The “Postal Road Warrior” has parked his trusty steed — ‘Silver Bullet’ is a 13 year old station wagon — after a month criss-crossing Oregon throughout August, fighting to save post offices and mail processing facilities. “The Postmaster General is driving the postal service into a death spiral and he must be stopped,” said Jamie Partridge, a retired mail carrier from Portland. “Fortunately, on the local level, communities can fight back.” Partridge held organizing meetings in all four Oregon cities which have mail processing facilities that are scheduled for closure – Eugene/ Springfield, Salem, Bend and Pendleton. Through the Rural Organizing Project, he was invited to address gatherings in Powell Butte, Idanha, Foster/ Cascadia, Alsea, Lorane, Walton, Deadwood, and Rickreall – all rural towns whose post offices are threatened.
The postal service is required to hold community hearings before closing or drastically reducing service at a postal facility. Postal regulations mandate that the impact on jobs, services and the local economy be considered before cutting or closing. Because of its universal service obligation, the U.S. Postal Service is not allowed to close a post office just because it is losing money. Unfortunately, according to Partridge, the USPS is dodging its own regulations by pushing rural postmasters to retire — then claiming they can’t fill the positions; by selling post offices and leasing them back – then claiming they’re unable to renegotiate the lease; and by surveying local residents with three options available: closure, drastic cuts, or privatization – not offering the option of maintaining an eight-hour post office. The USPS has announced it will begin immediately scheduling hearings in those 30 Oregon towns which have no regular postmaster.
On July 1st, Patrick R. Donahoe, the Postmaster General began massive cuts and closures to mail processing plants and rural post offices nationwide, while changing delivery standards to allow the delay of first class mail. A majority of Oregon’s mail processing plants are slated to go down. A third of its post offices (124) are scheduled to lose their full-time postmaster, which Partridge claims is a set-up for closure. Rural residents face the double whammy of delayed mail delivery due to plant closures and loss of their full-service post office.
“The cuts and closures are not necessary. Donahoe is way out of line. The postal service is not broke,” says Partridge. The service is required by a 2006 act of Congress to pre-fund retiree health benefits seventy-five years in advance, a burden not required of any other agency or company.
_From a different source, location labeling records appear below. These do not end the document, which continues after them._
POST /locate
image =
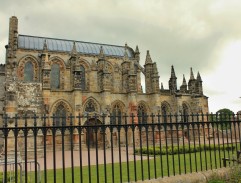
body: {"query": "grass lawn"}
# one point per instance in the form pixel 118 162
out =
pixel 161 166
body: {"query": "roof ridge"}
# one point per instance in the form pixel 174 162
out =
pixel 104 44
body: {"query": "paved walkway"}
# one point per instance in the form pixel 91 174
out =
pixel 92 157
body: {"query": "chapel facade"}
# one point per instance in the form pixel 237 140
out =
pixel 56 76
pixel 62 77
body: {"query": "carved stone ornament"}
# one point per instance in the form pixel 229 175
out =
pixel 28 94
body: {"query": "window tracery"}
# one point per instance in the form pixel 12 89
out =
pixel 164 112
pixel 116 114
pixel 90 106
pixel 142 114
pixel 55 76
pixel 79 78
pixel 185 112
pixel 60 115
pixel 28 72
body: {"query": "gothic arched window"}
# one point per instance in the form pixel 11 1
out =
pixel 142 116
pixel 164 112
pixel 60 115
pixel 28 72
pixel 55 76
pixel 116 114
pixel 79 78
pixel 185 112
pixel 90 107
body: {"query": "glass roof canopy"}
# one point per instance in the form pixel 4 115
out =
pixel 37 43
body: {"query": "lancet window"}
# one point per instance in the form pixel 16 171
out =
pixel 28 72
pixel 90 106
pixel 142 115
pixel 116 114
pixel 79 78
pixel 60 115
pixel 55 76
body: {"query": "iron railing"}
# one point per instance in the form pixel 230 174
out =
pixel 101 148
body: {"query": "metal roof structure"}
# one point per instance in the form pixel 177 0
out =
pixel 61 45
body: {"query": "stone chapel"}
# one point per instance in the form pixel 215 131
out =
pixel 57 76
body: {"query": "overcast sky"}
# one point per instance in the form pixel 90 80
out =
pixel 202 34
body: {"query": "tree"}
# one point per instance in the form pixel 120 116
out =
pixel 224 116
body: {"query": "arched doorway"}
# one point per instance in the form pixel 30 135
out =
pixel 93 133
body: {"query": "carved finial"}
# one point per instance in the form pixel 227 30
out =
pixel 191 74
pixel 101 54
pixel 126 57
pixel 148 58
pixel 45 47
pixel 173 75
pixel 184 83
pixel 199 77
pixel 74 50
pixel 137 49
pixel 162 88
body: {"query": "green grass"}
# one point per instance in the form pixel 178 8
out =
pixel 148 166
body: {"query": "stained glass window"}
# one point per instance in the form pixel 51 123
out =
pixel 28 72
pixel 164 113
pixel 55 76
pixel 185 113
pixel 60 115
pixel 116 113
pixel 142 116
pixel 90 107
pixel 79 78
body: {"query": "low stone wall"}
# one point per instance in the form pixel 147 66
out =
pixel 200 177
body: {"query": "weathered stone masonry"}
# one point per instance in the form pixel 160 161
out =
pixel 55 76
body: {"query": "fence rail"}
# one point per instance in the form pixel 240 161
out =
pixel 101 148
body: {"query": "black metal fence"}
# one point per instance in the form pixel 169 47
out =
pixel 105 148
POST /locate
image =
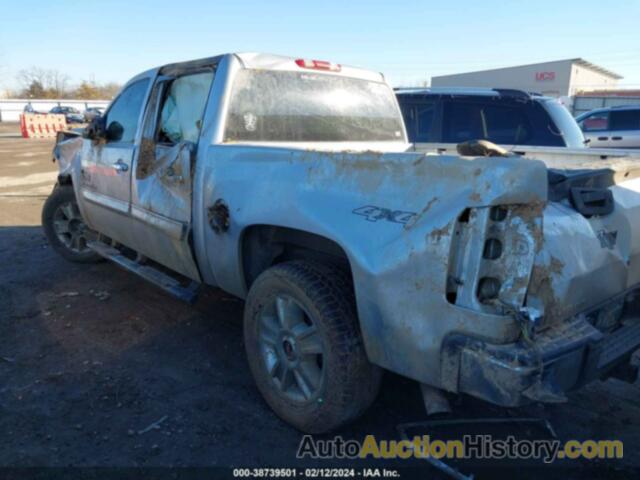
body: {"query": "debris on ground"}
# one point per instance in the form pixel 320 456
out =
pixel 102 295
pixel 153 426
pixel 68 294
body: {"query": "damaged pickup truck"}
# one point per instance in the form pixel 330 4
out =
pixel 289 183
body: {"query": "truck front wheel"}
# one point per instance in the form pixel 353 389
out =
pixel 64 227
pixel 304 346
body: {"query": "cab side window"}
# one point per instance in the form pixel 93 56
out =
pixel 183 107
pixel 418 119
pixel 625 120
pixel 596 122
pixel 121 120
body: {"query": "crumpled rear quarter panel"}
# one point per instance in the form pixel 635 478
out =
pixel 399 258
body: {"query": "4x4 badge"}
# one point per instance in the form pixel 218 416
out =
pixel 373 214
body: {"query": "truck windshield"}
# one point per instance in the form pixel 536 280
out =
pixel 283 106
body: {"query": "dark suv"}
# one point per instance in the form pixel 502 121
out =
pixel 615 127
pixel 504 117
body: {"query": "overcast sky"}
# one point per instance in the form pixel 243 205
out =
pixel 409 41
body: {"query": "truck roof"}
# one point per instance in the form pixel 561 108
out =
pixel 267 61
pixel 471 91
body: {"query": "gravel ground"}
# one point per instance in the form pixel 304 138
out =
pixel 91 357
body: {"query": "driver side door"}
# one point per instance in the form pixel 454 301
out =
pixel 105 175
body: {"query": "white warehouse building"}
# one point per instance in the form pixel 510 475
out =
pixel 561 78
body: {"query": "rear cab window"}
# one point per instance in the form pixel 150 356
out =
pixel 624 120
pixel 291 106
pixel 499 120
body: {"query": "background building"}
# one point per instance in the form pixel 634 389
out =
pixel 562 78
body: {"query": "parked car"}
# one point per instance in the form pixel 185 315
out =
pixel 287 182
pixel 71 115
pixel 93 112
pixel 613 127
pixel 509 118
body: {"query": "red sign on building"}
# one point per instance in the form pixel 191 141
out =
pixel 545 76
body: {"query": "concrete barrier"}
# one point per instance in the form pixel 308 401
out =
pixel 35 125
pixel 11 109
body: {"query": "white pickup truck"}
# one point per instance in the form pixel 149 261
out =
pixel 290 184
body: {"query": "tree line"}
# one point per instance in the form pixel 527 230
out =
pixel 48 83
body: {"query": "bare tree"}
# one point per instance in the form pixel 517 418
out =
pixel 40 82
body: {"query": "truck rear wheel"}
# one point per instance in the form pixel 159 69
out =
pixel 304 346
pixel 64 227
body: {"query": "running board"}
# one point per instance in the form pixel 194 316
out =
pixel 164 281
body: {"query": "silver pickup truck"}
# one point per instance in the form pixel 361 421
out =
pixel 289 183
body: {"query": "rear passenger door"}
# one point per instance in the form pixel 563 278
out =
pixel 105 183
pixel 624 128
pixel 420 118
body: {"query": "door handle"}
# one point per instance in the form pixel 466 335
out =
pixel 120 166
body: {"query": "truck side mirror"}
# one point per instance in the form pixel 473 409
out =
pixel 95 130
pixel 115 130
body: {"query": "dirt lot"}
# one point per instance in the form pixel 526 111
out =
pixel 91 357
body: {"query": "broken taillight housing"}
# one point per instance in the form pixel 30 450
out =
pixel 318 65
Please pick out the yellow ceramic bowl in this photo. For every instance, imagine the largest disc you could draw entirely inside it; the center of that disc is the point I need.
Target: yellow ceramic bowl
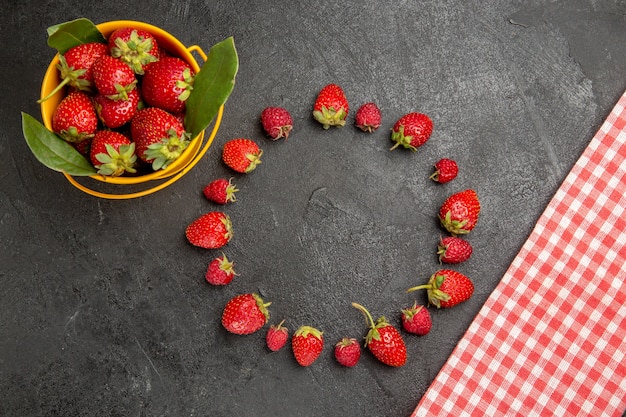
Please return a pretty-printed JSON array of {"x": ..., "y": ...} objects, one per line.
[{"x": 172, "y": 45}]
Without the pre-fund mandate, the USPS would almost break even.
“It’s not the internet, not private competition, not labor costs, not the recession — Congress is killing the US Postal Service,” says Partridge. “Allow the USPS access to its own funds — not tax but postage funds — from the pension surplus, and the finances can be fixed.” The pension surplus involves some $60 to $85 Billion overpaid into federal retirement accounts, according to the Office of the Inspector General and the Postal Regulatory Commission. Communities and Postal Workers United, a national grassroots network, is calling on Donahoe to restore delivery standards and reverse cuts and closures while allowing Congress to fix the finances by repealing the prefunding mandate and refunding the pension surplus.
Partridge’s journey was sponsored by the Rural Organizing Project, Jobs with Justice, and Communities and Postal Workers United.